先日ニュースで報道されていた、アメリカのファストファッションブランド「FOREVER21」の日本撤退の話。来月2019年10月末を持って、日本国内にある14店舗を全て閉店・ECサイトも閉鎖するという日本市場からの完全撤退と聞き少し驚きましたが、以前から経営難という報道もあったので、「しょうがないのかな・・・」という印象です。

ちなみに世界のファストファッションの売り上げランキングは、
1位:ZARA
2位:H&M
3位:ファーストリテイリング(ユニクロ/GU)
4位:GAP
5位:Lブランズ(ヴィクトリズシークレット/日本未上陸)
6位:プライマーク(アイルランド発/日本未上陸)
ここまでが売り上げ1兆円の規模。

10位は、しまむら。
売上高は5459億円と推定されています。

FOREVER21の売上高は非公開だそうですが、10位のしまむらより下の4400億円程と推定されているそう。

今から10年前の2009年、
ラフォーレ原宿の横にFOREVER21の店舗がオープンした時、私も行列に並んで店内に入った思い出があります。いつの間にかその原宿店も閉店。2010年にグッチの後継テナントとして銀座の松屋にオープンした時は、本当に「飛ぶ鳥を落とす勢い」でしたが、その松屋銀座店も閉店。今や懐かしい話となってしまいました。


(こちらは香港のフォーエバー21)TungCheung / Shutterstock.com

しかし私がFOREVER21で服を購入したのは、その並んで入った原宿店のオープン時の1回限り。
当時私は丁度30歳にさしかかる所謂「アラサー世代」だったので、お店のコンセプトでもある「永遠の21歳てw ちょっと自分には若すぎるな・・・」と店内の商品を見て思ったのもそうですが、購入した洋服の縫製や生地を見ても、決して良いものと言える品質ではなかったのを覚えています。

加えて当時は会社員として勤務していたので、会社にも着ていける服を選んでいたのですがFOREVER21のお洋服は、どれもこれもカリフォルニア感全開の超カジュアルファッション。当時は、正直欲しい服があまり見つからなかったのも事実でした。
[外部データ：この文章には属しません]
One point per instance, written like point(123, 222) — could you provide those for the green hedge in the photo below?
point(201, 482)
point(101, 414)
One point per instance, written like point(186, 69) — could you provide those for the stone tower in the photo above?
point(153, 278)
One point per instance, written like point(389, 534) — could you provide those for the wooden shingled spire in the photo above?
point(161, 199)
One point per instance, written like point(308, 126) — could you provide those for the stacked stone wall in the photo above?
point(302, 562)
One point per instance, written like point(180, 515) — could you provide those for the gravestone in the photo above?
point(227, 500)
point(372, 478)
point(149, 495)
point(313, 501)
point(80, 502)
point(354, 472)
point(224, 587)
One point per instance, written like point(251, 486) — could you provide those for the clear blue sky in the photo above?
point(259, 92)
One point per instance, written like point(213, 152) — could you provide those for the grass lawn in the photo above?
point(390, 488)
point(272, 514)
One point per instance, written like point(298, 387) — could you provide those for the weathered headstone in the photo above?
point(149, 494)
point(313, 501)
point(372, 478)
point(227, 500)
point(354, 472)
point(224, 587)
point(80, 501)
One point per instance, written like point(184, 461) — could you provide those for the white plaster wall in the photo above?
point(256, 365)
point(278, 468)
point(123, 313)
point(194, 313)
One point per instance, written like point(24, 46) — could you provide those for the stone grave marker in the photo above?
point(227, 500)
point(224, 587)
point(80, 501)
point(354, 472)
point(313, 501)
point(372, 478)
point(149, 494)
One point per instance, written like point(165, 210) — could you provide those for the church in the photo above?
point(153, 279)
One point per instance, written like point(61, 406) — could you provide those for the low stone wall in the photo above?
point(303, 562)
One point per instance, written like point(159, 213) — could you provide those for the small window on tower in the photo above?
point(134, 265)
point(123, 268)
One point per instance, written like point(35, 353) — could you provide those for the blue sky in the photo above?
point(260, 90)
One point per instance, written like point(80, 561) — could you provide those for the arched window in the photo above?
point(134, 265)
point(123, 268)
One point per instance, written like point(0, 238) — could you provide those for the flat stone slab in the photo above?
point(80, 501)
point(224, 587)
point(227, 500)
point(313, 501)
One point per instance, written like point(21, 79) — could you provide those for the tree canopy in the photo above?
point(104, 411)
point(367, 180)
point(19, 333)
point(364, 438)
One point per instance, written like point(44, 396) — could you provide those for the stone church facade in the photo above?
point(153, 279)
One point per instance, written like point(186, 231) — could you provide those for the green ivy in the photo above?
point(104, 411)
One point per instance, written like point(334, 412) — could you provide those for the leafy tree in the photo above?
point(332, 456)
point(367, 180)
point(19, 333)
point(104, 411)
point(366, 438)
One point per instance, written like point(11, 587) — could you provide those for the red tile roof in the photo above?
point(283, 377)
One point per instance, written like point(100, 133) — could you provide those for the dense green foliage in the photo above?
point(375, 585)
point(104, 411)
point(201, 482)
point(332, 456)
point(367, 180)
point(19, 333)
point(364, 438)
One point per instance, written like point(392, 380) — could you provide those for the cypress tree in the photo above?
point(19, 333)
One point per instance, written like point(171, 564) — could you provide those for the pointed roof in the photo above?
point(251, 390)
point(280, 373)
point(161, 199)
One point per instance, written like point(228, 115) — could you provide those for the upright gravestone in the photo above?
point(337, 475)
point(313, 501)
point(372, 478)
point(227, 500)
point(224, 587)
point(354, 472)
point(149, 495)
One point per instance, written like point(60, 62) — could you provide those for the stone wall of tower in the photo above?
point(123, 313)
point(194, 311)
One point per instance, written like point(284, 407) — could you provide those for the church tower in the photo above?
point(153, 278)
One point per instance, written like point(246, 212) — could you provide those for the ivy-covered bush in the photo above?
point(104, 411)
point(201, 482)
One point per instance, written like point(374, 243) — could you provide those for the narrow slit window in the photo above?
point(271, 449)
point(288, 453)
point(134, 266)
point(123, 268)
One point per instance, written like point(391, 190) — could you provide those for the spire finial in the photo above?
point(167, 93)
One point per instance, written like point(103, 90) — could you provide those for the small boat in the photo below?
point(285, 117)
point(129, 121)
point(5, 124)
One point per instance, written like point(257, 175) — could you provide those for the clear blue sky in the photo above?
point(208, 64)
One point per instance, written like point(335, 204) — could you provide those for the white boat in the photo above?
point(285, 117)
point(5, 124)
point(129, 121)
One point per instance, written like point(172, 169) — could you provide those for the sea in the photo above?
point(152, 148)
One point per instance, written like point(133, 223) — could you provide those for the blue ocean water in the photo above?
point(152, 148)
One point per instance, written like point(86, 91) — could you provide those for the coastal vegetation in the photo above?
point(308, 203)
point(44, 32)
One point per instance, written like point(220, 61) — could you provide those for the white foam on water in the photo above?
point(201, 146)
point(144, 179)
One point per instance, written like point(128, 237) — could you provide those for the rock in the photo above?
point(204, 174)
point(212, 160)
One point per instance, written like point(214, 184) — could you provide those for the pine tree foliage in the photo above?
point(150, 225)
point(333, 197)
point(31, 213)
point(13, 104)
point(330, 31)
先ほど、J-waveを聞いていると、丁度このFOREVER21の話題が上がっていましたが、日本人の人がファストファッションでお買い物をする時にお店を選ぶ一つの基準として、
会社や仕事でも着れるような服を選びたい時はZARA、
機能性を求める服を選びたい時はユニクロ、
という風に選ぶ人が多いらしく、
日本人にとってFOREVER21を選ぶ理由が見当たらないのに、そのまま経営を続けていたのも日本市場完全撤退の要因の一つであると推測されています。

しかも、最近の日本はメルカリのようなCtoCの市場が登場しており、「買う時から、いつかメルカリで売ることを考えて」買う人が増えてきています。そのような場合でも、デザインも品質も何だかぼやけてしまうFOREVER21は選ばれにくいのではないかと想像もされています。

2009年当時は本当に入店すら難しかったFOREVER21。
「アメリカで流行っているから」
「安いから」
「可愛いから」
これだけで長期間売り続けることは本当に難しいと、このニュースを聞いて本当にそう感じています。

特に今の若い人は、企業のサステナビリティ(環境・社会・経済の3つの観点から世間と繋がっていくという考え方のこと)にとても敏感とも言われています。

先日は、ユニクロと東レが組み、2020年にリサイクル材から作られた新製品を発売すると発表があったばかり。

参考 ユニクロ×東レが挑むペットボトル・古着再生服日経ビジネス

このように環境に配慮した取り組みを行う姿勢を見せることは企業にとって大きなプラスになると、ユニクロの柳井会長は語っていますが、本当にその通り。

アウトドアブランド・パタゴニアが行っている環境の取り組みや、今年7月に大きな話題になった選挙への考え方の発信や、業界は少し違いますがコスメブランドRMKがジェンダーレスのモデルさんを起用したメイクコレクションの発表など、「企業の取り組み」として社会的な問題の解決を手助けするような取り組みを行うことは、今大きい会社にとって必要な考えの一つなのではないかと思います。

そして、もう一つ大切なのは
その国でターゲットにしているお客様のことをしっかり見るべき・・・なんだろうなと、やはりここでも思わざるを得ません。

「可愛いから売れるだろう」「安いから売れるだろう」
という安易な考え方では最初は良いかもしれませんが、息の続かないお店になってしまいます。

そのブランドがどのようなストーリーを持って、商品を売るのか。
あくまでも最後に使用する人は購入してくれたお客様であり、主役はやっぱりお客様なんですね。
ここを面倒臭がらずにしっかり考えること。
これはファッション業界だけではなく、他の商品やサービスにも当てはまるのではないかと思っています。

・・・来月でもう日本では会えなくなるFOREVER21。
最後の記念に、家でしか着れなくてもいいからド派手なTシャツでも探しに行こうと思います。